Lavoy, who has spent several decades dealing with Afghanistan and Pakistan-related issues in various capacities in the US government, said it was clear to all that many terrorist groups operated in Pakistan.
Even though the Pakistani government and security apparatus were trying to diminish terrorist strength in Pakistan, Lavoy said Islamabad had prioritised its fight against the outfits that target the country first and had placed less priority on the terrorists targeting its neighbours.
“We have been clear and I believe with India and Afghanistan, Pakistan cannot, and must not, discriminate between terrorist groups. It must view all terrorist groups as its enemy and must fight terrorism indiscriminately. We continue to work with Pakistan, encourage them to do so, and have offered to help with our capacity and willingness to do so.”

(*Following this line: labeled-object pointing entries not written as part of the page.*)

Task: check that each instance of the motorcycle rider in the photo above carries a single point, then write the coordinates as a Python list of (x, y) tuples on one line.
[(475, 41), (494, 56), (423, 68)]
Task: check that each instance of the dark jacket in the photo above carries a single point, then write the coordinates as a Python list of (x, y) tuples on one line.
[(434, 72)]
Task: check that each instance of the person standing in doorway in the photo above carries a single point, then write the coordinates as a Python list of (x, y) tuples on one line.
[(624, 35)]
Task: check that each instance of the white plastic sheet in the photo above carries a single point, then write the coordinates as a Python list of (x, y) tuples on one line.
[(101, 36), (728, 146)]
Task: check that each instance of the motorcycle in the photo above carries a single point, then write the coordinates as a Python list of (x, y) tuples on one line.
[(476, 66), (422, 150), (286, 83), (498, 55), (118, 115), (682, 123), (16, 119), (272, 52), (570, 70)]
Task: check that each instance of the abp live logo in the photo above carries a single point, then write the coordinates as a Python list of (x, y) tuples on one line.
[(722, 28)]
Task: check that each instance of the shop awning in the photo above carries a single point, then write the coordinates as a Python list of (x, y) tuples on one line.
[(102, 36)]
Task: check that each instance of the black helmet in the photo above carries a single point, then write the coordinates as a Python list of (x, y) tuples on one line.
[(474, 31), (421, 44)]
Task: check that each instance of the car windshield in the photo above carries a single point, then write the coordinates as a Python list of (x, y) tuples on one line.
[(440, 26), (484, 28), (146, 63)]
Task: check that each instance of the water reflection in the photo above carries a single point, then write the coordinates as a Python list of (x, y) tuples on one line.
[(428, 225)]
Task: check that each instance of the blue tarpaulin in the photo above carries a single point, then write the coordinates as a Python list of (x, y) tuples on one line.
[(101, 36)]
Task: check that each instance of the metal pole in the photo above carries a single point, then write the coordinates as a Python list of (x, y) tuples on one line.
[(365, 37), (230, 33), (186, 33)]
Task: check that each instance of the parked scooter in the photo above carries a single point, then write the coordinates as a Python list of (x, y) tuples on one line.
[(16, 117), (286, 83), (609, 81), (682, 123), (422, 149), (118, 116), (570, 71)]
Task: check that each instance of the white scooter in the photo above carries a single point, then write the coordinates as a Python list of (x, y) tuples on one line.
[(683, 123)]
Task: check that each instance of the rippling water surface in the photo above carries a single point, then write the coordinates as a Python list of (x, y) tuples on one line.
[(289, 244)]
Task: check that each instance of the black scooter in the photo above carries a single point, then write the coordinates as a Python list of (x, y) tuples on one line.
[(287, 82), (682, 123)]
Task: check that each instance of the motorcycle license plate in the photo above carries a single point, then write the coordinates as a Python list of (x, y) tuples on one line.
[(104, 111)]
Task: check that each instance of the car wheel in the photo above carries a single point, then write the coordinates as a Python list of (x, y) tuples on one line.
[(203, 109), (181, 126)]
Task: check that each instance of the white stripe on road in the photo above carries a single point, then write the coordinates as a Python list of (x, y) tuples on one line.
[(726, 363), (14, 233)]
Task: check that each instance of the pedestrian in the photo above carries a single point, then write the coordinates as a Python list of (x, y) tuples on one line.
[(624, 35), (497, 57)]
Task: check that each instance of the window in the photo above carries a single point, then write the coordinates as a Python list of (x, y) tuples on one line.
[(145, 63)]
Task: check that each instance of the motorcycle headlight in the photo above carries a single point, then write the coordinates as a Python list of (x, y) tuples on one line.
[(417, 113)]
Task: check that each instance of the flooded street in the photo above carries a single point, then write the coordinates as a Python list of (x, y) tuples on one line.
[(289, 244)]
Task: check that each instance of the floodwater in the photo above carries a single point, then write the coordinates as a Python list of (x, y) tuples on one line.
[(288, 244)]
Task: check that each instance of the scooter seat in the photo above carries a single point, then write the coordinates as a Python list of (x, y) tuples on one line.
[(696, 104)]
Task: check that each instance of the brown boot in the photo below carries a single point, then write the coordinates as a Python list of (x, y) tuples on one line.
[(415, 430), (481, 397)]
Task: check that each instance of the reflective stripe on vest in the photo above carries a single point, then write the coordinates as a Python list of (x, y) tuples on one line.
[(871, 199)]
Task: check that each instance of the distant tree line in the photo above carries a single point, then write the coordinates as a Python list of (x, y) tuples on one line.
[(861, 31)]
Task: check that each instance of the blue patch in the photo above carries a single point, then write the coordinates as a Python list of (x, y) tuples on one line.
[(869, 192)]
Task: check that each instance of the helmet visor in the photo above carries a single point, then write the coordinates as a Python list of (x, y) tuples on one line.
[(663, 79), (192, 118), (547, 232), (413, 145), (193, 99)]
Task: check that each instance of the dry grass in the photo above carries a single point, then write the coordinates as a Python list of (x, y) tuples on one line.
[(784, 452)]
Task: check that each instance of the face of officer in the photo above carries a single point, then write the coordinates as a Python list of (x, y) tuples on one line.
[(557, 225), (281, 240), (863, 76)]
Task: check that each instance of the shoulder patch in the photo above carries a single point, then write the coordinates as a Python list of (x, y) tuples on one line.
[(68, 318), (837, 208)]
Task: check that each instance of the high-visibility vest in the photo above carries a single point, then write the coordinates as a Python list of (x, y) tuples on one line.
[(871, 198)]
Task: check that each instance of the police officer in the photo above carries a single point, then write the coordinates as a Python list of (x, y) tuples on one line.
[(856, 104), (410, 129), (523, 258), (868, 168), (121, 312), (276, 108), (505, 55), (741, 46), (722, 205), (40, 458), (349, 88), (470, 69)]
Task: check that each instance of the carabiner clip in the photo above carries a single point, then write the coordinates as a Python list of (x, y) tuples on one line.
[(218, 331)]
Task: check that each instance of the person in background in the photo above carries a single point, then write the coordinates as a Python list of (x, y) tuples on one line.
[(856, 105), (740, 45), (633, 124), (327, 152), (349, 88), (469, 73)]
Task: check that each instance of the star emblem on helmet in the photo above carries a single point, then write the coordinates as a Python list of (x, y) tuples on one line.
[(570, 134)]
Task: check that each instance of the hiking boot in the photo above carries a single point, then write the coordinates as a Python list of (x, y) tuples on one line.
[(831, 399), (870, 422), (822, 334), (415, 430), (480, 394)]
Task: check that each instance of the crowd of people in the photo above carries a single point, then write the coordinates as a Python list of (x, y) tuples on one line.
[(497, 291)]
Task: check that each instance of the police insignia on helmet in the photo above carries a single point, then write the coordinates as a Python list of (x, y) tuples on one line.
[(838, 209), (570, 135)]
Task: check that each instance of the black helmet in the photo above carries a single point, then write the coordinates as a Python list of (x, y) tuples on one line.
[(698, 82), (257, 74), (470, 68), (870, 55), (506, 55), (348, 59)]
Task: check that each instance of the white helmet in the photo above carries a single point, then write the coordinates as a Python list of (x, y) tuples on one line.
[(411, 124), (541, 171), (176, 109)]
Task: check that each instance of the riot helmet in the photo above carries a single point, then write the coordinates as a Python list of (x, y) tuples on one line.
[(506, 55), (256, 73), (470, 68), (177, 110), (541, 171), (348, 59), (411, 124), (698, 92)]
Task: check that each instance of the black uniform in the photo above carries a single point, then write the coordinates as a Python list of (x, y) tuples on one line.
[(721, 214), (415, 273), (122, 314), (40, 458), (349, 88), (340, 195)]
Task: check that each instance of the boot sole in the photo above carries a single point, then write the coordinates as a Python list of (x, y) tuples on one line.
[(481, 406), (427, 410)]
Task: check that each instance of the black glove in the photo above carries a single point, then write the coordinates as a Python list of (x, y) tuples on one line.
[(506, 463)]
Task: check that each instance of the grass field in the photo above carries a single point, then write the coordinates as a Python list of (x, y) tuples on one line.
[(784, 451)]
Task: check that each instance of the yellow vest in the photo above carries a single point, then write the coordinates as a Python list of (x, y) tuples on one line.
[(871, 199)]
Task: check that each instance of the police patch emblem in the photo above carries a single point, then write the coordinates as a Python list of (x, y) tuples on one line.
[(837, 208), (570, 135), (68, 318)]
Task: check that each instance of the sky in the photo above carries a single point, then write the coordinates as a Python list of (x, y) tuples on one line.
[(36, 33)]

The United Sates, he said, remained concerned about Al Qaeda even though it had been significantly disrupted because of continuous efforts in the Af-Pak region. “This was something President Obama talked about in his State of the Union and other addresses on the threat that both of these groups posed to the United States,” he said.
Meanwhile, top South Asian expert Daniel Markey said the incoming administration needed to be tough on Pakistan.
“Trump’s obsession with terrorism and his top policy advisors with military experience in Afghanistan (National Security Advisor-designate Mike Flynn and his picked for secretary of defense, Gen. James Mattis) will, sooner or later, expose fundamental differences with Pakistan,” he wrote in the Foreign Policy magazine.
Pakistan’s leaders were deluding themselves if they believed the congratulatory phone call between Trump and Prime Minister Nawaz Sharif, in which Trump reportedly called Pakistan a fantastic country, fantastic place of fantastic people, actually boded well for their relationship, he said.
“At worst, Pakistan is an enemy, a state sponsor of terrorism in all but name, a host to anti-Afghan, anti-Indian jihadi militants with American blood on their hands,” he wrote.
“It is widely accepted in US policy circles that Pakistan’s military and intelligence services prefer to maintain friendly ties with some terrorists for two reasons: First, they are useful proxies to destabilse Pakistan’s neighbours, and second, they would also be deadly adversaries, if confronted head-on,” he said.